Error: Parameter 'kw': Expected type String, got type Integer with value 123
Caller: ./part-3.rb:36
Definition: ./part-3.rb:29

If we call it without an argument, it will use the default value (Time.now) that we’ve defined:

loop do
  Main.main
  sleep 1
end

Somehow, this works:

kw: 2023-05-13 09:49:07 +1000
kw.is_a?(String): false
kw: 2023-05-13 09:49:08 +1000
kw.is_a?(String): false
kw: 2023-05-13 09:49:09 +1000
kw.is_a?(String): false

We can see that Sorbet’s type check is satisfied, even though we can clearly see that the value is not a Ruby String.

But why?

So why is the type check succeeding here?

Recall that our type checker works by wrapping a method. The wrapper knows how to check the types of its arguments, before passing those as arguments to the original method. This works fine when there are arguments to check. But in the case of default values, there arguments are absent. And this means that the Ruby interpreter evaluates the expression for the default value as the original method is called. The only way we would be able to inspect that value would be to inject code into the method, which is far beyond the scope of our type checker.

In a nutshell, default values are evaluated at the time that a method is invoked.

The Python Way

Interestingly, this is not necessarily how other languages handle default values… In Python, for example, default values are evaluated at the time that a method is defined. We can run a little experiment (in Python of course) to see how this behaves:

def arr():
  return [1,2,3]

def test(a = arr()):
  a.append(4)
  print(a)

test()
test([8,9,10])
test()

You might expect this to produce the following:

[1, 2, 3, 4]
[8, 9, 10, 4]
[1, 2, 3, 4]

But instead we get this:

[1, 2, 3, 4]
[8, 9, 10, 4]
[1, 2, 3, 4, 4]

This shows us that:

  1. The array has been passed to the method body by-reference.
  2. The arr() method is only called once, at the time that the test method was defined.

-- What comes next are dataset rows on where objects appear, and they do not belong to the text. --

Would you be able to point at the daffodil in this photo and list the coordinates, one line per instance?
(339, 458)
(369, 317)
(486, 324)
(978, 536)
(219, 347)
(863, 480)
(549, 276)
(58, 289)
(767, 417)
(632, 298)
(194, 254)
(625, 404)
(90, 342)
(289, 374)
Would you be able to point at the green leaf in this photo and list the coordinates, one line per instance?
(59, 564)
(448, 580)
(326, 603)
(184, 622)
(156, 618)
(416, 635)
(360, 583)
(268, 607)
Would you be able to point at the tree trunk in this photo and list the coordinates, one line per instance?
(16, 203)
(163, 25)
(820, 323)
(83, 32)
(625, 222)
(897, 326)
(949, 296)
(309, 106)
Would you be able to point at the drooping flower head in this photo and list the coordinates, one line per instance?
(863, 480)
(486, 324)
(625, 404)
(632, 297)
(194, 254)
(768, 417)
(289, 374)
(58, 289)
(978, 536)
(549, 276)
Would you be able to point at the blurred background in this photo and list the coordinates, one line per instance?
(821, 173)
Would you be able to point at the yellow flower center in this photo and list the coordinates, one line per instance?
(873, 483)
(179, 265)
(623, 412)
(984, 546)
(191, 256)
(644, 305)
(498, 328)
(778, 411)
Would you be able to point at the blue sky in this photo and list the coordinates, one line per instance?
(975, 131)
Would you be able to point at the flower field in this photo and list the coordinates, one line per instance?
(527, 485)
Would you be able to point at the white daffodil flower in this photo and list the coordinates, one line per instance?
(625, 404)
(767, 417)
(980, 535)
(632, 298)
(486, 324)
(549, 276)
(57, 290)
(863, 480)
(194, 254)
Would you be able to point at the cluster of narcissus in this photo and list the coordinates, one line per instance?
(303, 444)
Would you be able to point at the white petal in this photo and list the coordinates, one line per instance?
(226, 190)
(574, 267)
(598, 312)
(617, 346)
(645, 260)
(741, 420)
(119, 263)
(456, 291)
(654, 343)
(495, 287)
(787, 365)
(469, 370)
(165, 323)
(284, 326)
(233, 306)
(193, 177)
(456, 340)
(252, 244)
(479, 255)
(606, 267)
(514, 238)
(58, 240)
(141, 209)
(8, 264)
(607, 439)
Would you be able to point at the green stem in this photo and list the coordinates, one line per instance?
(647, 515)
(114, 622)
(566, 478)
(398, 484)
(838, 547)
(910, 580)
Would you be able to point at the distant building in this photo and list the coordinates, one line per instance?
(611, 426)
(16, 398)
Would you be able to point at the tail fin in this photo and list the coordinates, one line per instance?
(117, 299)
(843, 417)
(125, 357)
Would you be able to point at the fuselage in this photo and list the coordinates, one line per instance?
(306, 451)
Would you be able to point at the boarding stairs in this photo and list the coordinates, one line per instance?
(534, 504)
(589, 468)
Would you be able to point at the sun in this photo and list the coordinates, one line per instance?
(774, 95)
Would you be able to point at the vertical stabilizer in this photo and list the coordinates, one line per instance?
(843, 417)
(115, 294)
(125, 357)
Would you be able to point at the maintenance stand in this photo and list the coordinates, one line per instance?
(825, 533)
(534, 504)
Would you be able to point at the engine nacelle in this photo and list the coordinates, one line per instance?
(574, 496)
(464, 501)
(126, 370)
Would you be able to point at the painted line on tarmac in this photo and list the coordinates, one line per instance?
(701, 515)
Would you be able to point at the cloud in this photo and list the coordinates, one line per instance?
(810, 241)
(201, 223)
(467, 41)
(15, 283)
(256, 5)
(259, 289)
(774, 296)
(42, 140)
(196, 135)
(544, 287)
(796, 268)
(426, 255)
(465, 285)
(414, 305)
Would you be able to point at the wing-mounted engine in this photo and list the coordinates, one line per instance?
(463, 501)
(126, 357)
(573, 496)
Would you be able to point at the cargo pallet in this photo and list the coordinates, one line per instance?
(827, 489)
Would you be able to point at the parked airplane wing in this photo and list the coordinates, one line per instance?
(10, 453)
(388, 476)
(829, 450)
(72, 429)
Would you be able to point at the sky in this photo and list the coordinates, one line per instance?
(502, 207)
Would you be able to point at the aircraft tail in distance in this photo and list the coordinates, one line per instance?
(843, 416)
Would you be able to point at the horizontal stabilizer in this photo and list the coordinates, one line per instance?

This can lead to bugs that are very confusing and hard to track down, and it is notorious for tripping up novice Python programmers!

Solutions?

Is there anything we can do about this? Well, maybe…

It may be possible with some significant changes to the Ruby interpreter, such as the addition of more powerful reflection and metaprogramming functionality. This would allow purely Ruby-based type checkers greater access to the method invocation process. This could have applications for performance monitoring and other low-level problems.

Another approach that I would like to explore is the use of runtime code generation - effectively reading the bytecode that is generated for a method, and to modify it such that the type checking occurs inside the method body. However this lies far outside the scope of this series, so don’t expect to see that for while!